In order to test this hypothesis, Flag‐tagged HDAC6, p97/VCP and RPN10 were expressed in Cos cells and purified as described above (Figure 5A). His‐tagged penta‐ubiquitin chains (K48 5+1) were immobilized on Ni beads and first preincubated with an excess molar ratio of purified HDAC6. After the removal of unbound HDAC6, the beads were incubated with equal amounts of purified RPN10, p97/VCP or both (Figure 5B, input panel). The incubations were carried out in the presence or absence of ATP (Figure 5B, indicated). Following the pull‐down of the beads, interactions between different proteins were detected by Western blotting. This experiments confirmed that the three studied components, HDAC6, p97/VCP and RPN10, are individually capable of polyubiquitin chain binding (lanes 2, 3 and 4). In the absence or presence of ATP, RPN10 binding was dominant over that of p97/VCP (lanes 6 and 11) and preincubation with HDAC6 prevented the binding of RNP10 to polyubiquitin (lanes 7 and 12). In the absence of ATP, ubiquitin‐bound HDAC6 could also retain p97/VCP but did not allow the interaction of RNP10 with ubiquitin (compare lanes 5–8). Interestingly, in the presence of ATP, p97/VCP displaced HDAC6 and remained associated with polyubiquitin (lane 10). The addition of RNP10 to this mixture allowed the release of p97/VCP (lane 13), which formed a complex with HDAC6 in solution (Figure 5C).
These experiments suggest a mechanism through which cells may regulate the inhibitory effect of HDAC6 on polyubiquitin chain turnover. p97/VCP allows the removal of HDAC6 from polyubiquitin chains and can itself be removed by RPN10. By releasing p97/VCP from polyubiquitin chains, RPN10 actually allows the capture of p97/VCP by free HDAC6 (Figure 5C), and this could allow the recognition of ubiquitinated protein substrates by polyubiquitin‐binding proteins such as RPN10.
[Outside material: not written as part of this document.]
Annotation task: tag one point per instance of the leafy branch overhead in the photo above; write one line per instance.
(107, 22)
A finely tuned balance of HDAC6 and p97/VCP concentrations determines the fate of ubiquitinated misfolded proteins
According to our data, a molar excess of HDAC6 or a decrease in p97/VCP concentration should favour protein polyubiquitination. CFTR‐ΔF508, a mutant form of CFTR, which is prone to misfolding and ubiquitination, provides an appropriate model to monitor misfolded proteins aggregation (Johnston et al, 1998). To better visualize high molecular weight ubiquitinated forms of the protein, a truncated form of CFTR‐ΔF508 (CFTR3M) was generated and its ubiquitination monitored after 6 histidine‐tagged ubiquitin coexpression and capture of ubiquitinated proteins on Ni beads. Figure 6 shows that the expression of HDAC6 significantly increases the accumulation of high molecular weight CFTR3M derivatives (lane 5). Interestingly, the downregulation of p97/VCP using specific siRNA led to the same observation (lane 4). An additive effect was observed in cells treated with p97/VCP siRNA and overexpressing HDAC6 (lane 6). Ni capture approach showed that these high molecular weight CFTR3M‐related proteins are indeed ubiquitinated forms. In the absence of 6 histidine‐tagged ubiquitin expression, no CFTR3M could be captured by Ni beads (Figure 6B).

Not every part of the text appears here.